With a 9.8 mm diameter, the single, dynamic, UIAA approved rope is lightweight, which is ideal for long climbs and approaches. Its kernmantle design features a high-tech shock-absorbent core that is covered by a strong, waterproof double-braded sheath, enabling the rope to resist an impact force of around 8.8 kilonewtons. Both core and sheath are protected by a patented superDRY treatment, which protects the rope from water and dirt. Its length of 70 meters is longer than most standard climbing ropes, enabling me to climb up or rappel down extended routes. The Mammut Tusk stretches 30 percent during a lead fall.
Although I use available ropes at the crag, the Mammut Tusk has been my mainstay. It feeds very easily in the belay device and has a really great, slightly stiff feel on how it clips to a quickdraw. Rapelling is easy and smooth due to the ease of how it feeds in a figure-8 or an ATC. Furthermore, with an extra 10 meters of length, I don’t have to worry too much about running out of rope.
The sheath is so well woven that it hasn’t showed any sign of fraying even if I’m using it almost every weekend. It does get splotches of mud and dust every now and then, but a quick wipe with a damp cloth can easily remove the gunk.

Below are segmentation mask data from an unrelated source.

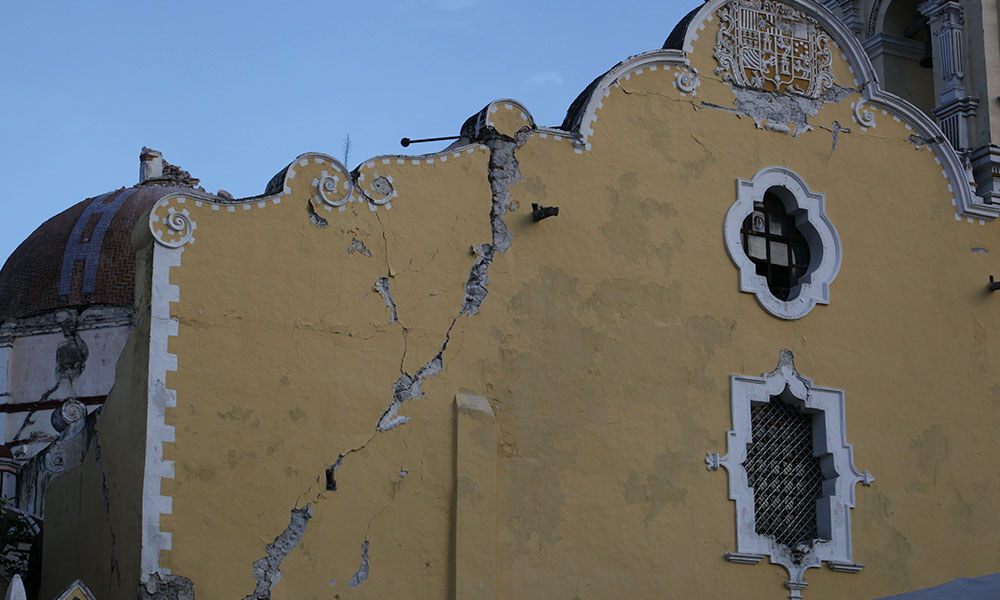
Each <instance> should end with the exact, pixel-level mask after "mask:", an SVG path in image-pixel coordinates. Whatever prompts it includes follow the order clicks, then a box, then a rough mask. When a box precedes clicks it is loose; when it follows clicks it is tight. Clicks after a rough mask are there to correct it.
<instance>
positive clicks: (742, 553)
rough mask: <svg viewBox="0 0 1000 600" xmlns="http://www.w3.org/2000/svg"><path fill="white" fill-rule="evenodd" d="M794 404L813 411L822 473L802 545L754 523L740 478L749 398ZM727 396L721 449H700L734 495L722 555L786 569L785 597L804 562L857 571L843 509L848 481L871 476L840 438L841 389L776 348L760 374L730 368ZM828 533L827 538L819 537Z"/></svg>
mask: <svg viewBox="0 0 1000 600" xmlns="http://www.w3.org/2000/svg"><path fill="white" fill-rule="evenodd" d="M779 396H780V397H781V398H782V401H785V402H786V403H790V404H792V405H793V406H797V407H798V408H799V409H800V410H802V411H803V412H805V413H808V414H812V415H813V448H814V452H815V455H816V456H818V457H819V458H820V466H821V468H822V471H823V475H824V477H825V481H824V482H823V493H824V496H823V497H822V498H820V499H819V500H817V505H816V510H817V520H818V525H819V531H820V536H821V537H822V538H823V539H820V540H817V541H816V542H815V543H813V544H811V545H810V546H806V547H803V546H799V547H798V548H789V547H787V546H783V545H780V544H778V543H776V542H775V541H774V539H773V538H771V537H769V536H764V535H760V534H758V533H757V531H756V523H755V512H754V490H753V488H751V487H750V486H749V485H748V483H747V471H746V468H745V467H744V462H745V461H746V459H747V448H748V446H749V444H750V442H751V440H752V434H753V431H752V427H751V419H750V409H751V406H752V405H754V404H766V403H768V402H770V401H771V398H772V397H779ZM730 401H731V406H732V418H733V429H732V430H730V431H728V432H727V433H726V450H727V452H726V455H725V456H722V457H720V456H719V454H718V453H717V452H708V453H707V457H706V459H705V462H706V464H707V465H708V470H710V471H714V470H717V469H718V468H719V467H724V468H725V469H726V472H727V474H728V475H729V499H730V500H733V501H735V503H736V551H735V552H730V553H727V554H726V555H725V557H726V560H728V561H730V562H735V563H740V564H756V563H758V562H760V561H761V560H763V559H764V558H769V559H770V562H771V563H773V564H779V565H781V566H783V567H785V569H786V570H787V571H788V581H787V582H786V583H785V587H787V588H788V589H789V591H790V592H791V594H790V596H789V597H790V598H801V597H802V595H801V591H802V589H804V588H805V587H806V585H807V584H806V583H805V582H804V581H803V575H804V574H805V571H806V569H809V568H811V567H820V566H821V565H822V563H823V562H824V561H825V562H826V563H827V566H829V568H830V569H832V570H833V571H837V572H841V573H857V572H858V571H860V570H861V569H862V568H863V567H864V565H862V564H857V563H855V562H854V559H853V551H852V547H851V509H852V508H854V488H855V484H857V483H859V482H860V483H862V484H863V485H865V486H870V485H871V484H872V482H874V481H875V479H874V478H873V477H872V475H871V473H869V472H868V471H864V472H859V471H858V470H857V468H855V466H854V449H853V447H852V446H851V444H848V443H847V435H846V432H845V414H844V391H843V390H839V389H835V388H827V387H819V386H816V385H814V384H813V381H812V380H811V379H809V378H807V377H804V376H802V375H800V374H799V373H798V371H797V370H796V369H795V362H794V357H793V356H792V353H791V352H790V351H788V350H782V351H781V354H780V357H779V359H778V366H777V368H776V369H775V370H773V371H771V372H770V373H764V374H763V375H762V376H761V377H750V376H746V375H733V376H731V377H730ZM826 538H829V539H826Z"/></svg>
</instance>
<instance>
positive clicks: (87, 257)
mask: <svg viewBox="0 0 1000 600" xmlns="http://www.w3.org/2000/svg"><path fill="white" fill-rule="evenodd" d="M182 190H187V191H190V188H188V187H172V186H166V185H140V186H136V187H131V188H121V189H119V190H115V191H112V192H108V193H106V194H101V195H100V196H95V197H93V198H88V199H86V200H84V201H83V202H80V203H78V204H76V205H74V206H72V207H70V208H68V209H66V210H64V211H63V212H61V213H59V214H58V215H56V216H54V217H52V218H51V219H49V220H48V221H46V222H44V223H42V225H41V226H39V227H38V229H36V230H35V231H34V233H32V234H31V235H30V236H28V239H26V240H24V241H23V242H21V245H20V246H18V247H17V249H16V250H15V251H14V253H13V254H11V255H10V258H8V259H7V262H6V263H5V264H4V266H3V269H0V323H3V322H4V321H5V320H7V319H9V318H11V317H14V318H20V317H27V316H31V315H36V314H39V313H45V312H49V311H52V310H55V309H59V308H66V307H82V306H87V305H91V304H104V305H114V306H130V305H131V304H132V303H133V301H134V293H135V250H134V248H133V247H132V229H133V227H134V226H135V224H136V221H138V220H139V218H140V217H141V216H142V215H143V213H145V212H146V211H147V210H148V209H149V208H150V207H151V206H152V205H153V204H154V203H155V202H156V201H157V200H159V199H160V198H161V197H163V196H165V195H167V194H169V193H172V192H178V191H182Z"/></svg>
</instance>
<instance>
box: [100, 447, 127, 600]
mask: <svg viewBox="0 0 1000 600" xmlns="http://www.w3.org/2000/svg"><path fill="white" fill-rule="evenodd" d="M94 462H95V463H96V465H97V470H98V471H100V472H101V500H102V501H103V502H104V514H105V516H107V517H108V529H109V530H110V532H111V557H110V558H111V570H110V571H109V573H114V574H115V575H116V576H117V577H118V583H121V579H122V574H121V572H120V571H119V570H118V536H117V535H115V525H114V522H112V520H111V493H110V491H109V490H108V476H107V474H106V473H105V472H104V461H103V460H102V459H101V438H100V432H99V431H98V432H97V433H95V434H94Z"/></svg>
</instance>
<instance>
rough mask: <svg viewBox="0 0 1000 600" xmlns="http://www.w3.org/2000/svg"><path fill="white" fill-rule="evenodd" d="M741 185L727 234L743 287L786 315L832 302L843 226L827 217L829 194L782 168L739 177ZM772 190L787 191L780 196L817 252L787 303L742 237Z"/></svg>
mask: <svg viewBox="0 0 1000 600" xmlns="http://www.w3.org/2000/svg"><path fill="white" fill-rule="evenodd" d="M736 187H737V197H736V202H735V203H734V204H733V205H732V206H731V207H730V208H729V212H727V213H726V221H725V228H724V235H725V241H726V251H727V252H728V253H729V258H730V259H732V261H733V264H735V265H736V268H738V269H739V271H740V291H741V292H747V293H751V294H754V295H755V296H756V297H757V302H759V303H760V305H761V307H763V308H764V310H766V311H767V312H769V313H771V314H772V315H774V316H776V317H778V318H780V319H787V320H793V319H798V318H801V317H804V316H805V315H807V314H809V311H811V310H812V309H813V307H814V306H816V304H829V303H830V284H831V283H833V280H834V279H835V278H836V277H837V274H838V273H839V272H840V261H841V250H840V237H839V236H838V235H837V230H836V229H834V227H833V223H832V222H830V219H829V217H827V216H826V199H825V197H824V195H823V194H820V193H817V192H813V191H810V190H809V186H808V185H806V183H805V181H804V180H803V179H802V177H800V176H799V175H798V174H796V173H795V172H794V171H792V170H791V169H788V168H786V167H780V166H774V167H767V168H764V169H761V170H760V171H758V172H757V174H756V175H754V176H753V179H750V180H746V179H738V180H737V181H736ZM772 188H780V189H781V190H782V191H781V193H779V194H778V195H779V196H780V197H781V199H782V201H783V202H784V203H785V210H786V211H787V212H788V214H790V215H794V216H795V226H796V227H798V228H799V230H800V231H801V232H802V234H803V236H804V237H805V238H806V242H807V243H808V244H809V252H810V255H811V260H810V264H809V270H808V271H807V272H806V274H805V275H804V276H802V277H801V278H800V279H799V283H798V285H797V286H795V288H793V291H792V297H791V298H790V299H789V300H787V301H785V300H780V299H778V298H777V297H775V296H774V294H772V293H771V290H770V289H768V286H767V279H766V278H765V277H764V276H763V275H758V274H757V271H756V267H755V265H754V264H753V262H752V261H751V260H750V257H748V256H747V253H746V252H745V251H744V248H743V241H742V238H741V235H740V227H741V226H742V224H743V220H744V219H745V218H746V217H747V215H749V214H750V213H751V212H753V210H754V202H760V201H762V200H763V198H764V193H765V192H767V191H768V190H771V189H772Z"/></svg>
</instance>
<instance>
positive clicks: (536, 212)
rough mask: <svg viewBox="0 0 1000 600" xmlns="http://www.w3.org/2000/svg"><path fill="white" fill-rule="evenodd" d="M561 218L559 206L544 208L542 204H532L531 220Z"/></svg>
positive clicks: (536, 222)
mask: <svg viewBox="0 0 1000 600" xmlns="http://www.w3.org/2000/svg"><path fill="white" fill-rule="evenodd" d="M556 216H559V207H558V206H542V205H541V204H535V203H534V202H532V203H531V220H532V221H535V222H536V223H537V222H538V221H541V220H542V219H548V218H549V217H556Z"/></svg>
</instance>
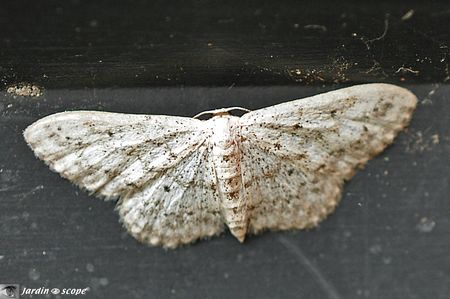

The Mammut Tusk does have a couple of minor drawbacks. First, only a short black bar indicates the middle mark, which is difficult to see against the dark blue sheath. I wish Mammut used a light-colored middle marker or a different sheath pattern to indicate the other half of the rope. Second, it often twists and coils the first few times I’ve used it, making it a nightmare to feed through the belay device. Thankfully, the twists disappeared after continued use.
Despite these minor drawbacks, the Mammut Tusk is a great climbing rope. I’m extremely pleased with it, and its exceptional quality, durability, strength, and handling more than offsets it relatively high price.